No hay libros para aprender a cambiar, al igual que tampoco hay guías para desarrollar a plenitud la maternidad, pero está en el subconsciente la metodología a seguir y nunca sacamos esa herramienta de la biblioteca que tenemos escondida en esa habitación tan olvidada de nuestra mente.
Alguien nos mira con recelo, porque nuestra actitud quedó grabada en sus actitudes y se queda doblada en el baúl del alma, como el diagnóstico que nos dieron y no queremos aceptarlo, la invitación que nunca nos llegó y nos preguntamos el por qué, el reclamo que no hicimos por respeto a las normas de convivencia y que nos ahoga con el paso del tiempo, el viaje que no se hizo, el cambio de aspecto que se nota en nuestra cara, los gastos imprevistos que no supimos afrontar o la herencia que sólo convenció a unos pocos y los demás se quedaron atascados en el reclamo constante a la vida.
No nos satisface comer en el mejor restaurante porque la atención se desvía hacia los que no tienen oportunidades de hacer 3 comidas al día. No nos llena pasear con un coche automático porque se le da más valor a quien maneja un trozo de tabla, desde su imaginación de niño, creyendo que está en un circuito de carreras y no hay lástima en el mercado, porque antes que escuchar a quien padece una enfermedad crónica o degenerativa, aplaudimos a quien sigue un comportamiento preventivo.

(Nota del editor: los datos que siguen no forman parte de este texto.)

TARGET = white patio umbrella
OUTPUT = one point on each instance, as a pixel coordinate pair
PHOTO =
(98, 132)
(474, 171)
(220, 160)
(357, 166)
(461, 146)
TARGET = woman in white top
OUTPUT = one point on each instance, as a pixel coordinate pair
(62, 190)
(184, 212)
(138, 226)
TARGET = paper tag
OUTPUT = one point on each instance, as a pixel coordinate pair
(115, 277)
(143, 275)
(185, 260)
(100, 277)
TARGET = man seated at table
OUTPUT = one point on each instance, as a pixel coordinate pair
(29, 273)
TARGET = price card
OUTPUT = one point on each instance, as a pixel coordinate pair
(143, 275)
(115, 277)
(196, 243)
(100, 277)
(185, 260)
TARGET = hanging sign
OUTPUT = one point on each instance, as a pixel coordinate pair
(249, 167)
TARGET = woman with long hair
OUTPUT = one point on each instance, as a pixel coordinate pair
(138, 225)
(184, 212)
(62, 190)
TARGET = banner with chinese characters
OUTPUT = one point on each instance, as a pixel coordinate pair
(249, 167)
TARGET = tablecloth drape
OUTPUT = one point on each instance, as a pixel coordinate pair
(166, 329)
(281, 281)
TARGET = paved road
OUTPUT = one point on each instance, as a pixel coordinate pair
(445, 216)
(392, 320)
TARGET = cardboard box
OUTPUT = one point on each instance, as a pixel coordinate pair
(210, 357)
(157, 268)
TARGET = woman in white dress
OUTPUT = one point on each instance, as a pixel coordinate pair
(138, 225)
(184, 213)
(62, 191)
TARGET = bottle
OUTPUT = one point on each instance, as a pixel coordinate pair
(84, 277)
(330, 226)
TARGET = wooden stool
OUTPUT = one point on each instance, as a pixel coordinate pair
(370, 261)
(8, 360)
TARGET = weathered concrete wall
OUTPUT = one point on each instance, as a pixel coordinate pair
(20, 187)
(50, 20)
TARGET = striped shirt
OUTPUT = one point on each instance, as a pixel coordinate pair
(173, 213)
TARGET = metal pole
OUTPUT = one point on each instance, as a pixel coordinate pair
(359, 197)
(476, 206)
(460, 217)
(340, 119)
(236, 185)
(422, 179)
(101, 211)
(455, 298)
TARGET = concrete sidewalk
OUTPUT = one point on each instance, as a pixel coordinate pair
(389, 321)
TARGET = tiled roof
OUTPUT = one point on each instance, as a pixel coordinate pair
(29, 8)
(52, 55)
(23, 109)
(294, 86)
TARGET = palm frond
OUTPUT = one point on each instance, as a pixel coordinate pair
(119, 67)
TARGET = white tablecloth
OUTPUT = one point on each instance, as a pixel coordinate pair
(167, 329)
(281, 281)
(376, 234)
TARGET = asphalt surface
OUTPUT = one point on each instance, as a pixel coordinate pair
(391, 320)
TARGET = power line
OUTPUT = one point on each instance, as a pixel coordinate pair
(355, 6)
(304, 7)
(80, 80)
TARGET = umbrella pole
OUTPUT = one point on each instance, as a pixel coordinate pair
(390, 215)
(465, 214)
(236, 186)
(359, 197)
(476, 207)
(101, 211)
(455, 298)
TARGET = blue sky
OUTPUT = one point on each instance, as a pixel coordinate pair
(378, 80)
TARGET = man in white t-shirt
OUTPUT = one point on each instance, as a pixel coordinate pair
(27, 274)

Seguimos leyendo los poemas buscando la rima, pero no el sentido de las palabras. Comemos sin saborear el cariño que puso quien preparó el almuerzo ni el dolor del sacrificio de quien lavó los platos, porque hay que insinuar que faltó un poco de sal para llamar la atención sobre tu buen gusto aparente.
Miramos el clima por si es buena temporada para viajar o para sacar el último trapo que has comprado e ir acomodando el atuendo a los rayos de sol o a las gotas de lluvia, cuando interesa saber si van a llenarse los pantanos para que otros puedan tener agua potable o energía eléctrica disponible las 24 horas del día.
Nos preocupamos de nuevos hallazgos para descubrir quiénes somos y de dónde venimos, descuidando aprender a ser una nueva propuesta de cambio, dejar firmado quiénes queremos ser y proponernos un cambio real.
Buscamos discursos que nadie entienda para que la novedad los haga dependientes de nosotros. Abrimos caminos para aprovecharnos de los descansos del otro y no promovemos el descanso para construir nuevos caminos que aprovechar.
Nos educamos para desempeñarnos en los espacios que están diseñados, pero no nos formamos para diseñar nuevos espacios que precisen otros modelos de educación.
Nos despreocupamos de encontrarle el sentido a las piedras del camino y pasamos la vida como cuentacuentos, intentando inculcar que lo correcto es darles patadas para retirarlas de nuestra ruta y evitar así las caídas.
Buscamos atropellar al otro para evitar su progreso, cuando lo interesante sería aprender de esas otras actitudes que hicieron grandes a los demás, porque tenemos miedo a la competencia, en democracia.
No le encontramos la verdad a un gateo, a una arruga, a una expresión o a un vocabulario que destaque lo mejor de los demás, porque solo vamos persiguiendo el aplauso de miradas que alimenten nuestro ombligo.
Descuidamos ser andamios para que otros crezcan en libertad, convirtiéndonos en albañiles que no cumplen su tarea y luego nos quejamos de los vaivenes de la vida.
Hemos aprendido, con mucha frecuencia, a mirar para otro lado y, al final, siempre nos quejamos del sentido del voto de los demás, como si nosotros no estuviésemos en edad de sufragar.
Tu amigo, que nunca te falla, te anima a que te quedes en silencio, te des la vuelta como un calcetín y te propongas cambios , en silencio, para que otros también te lo copien en silencio. Esta es la mejor forma de cambiar un mundo estancado en sus propuestas y al que tendríamos que quitarle muchos de los aplausos que algún día le dimos o que aún hoy seguimos dándole.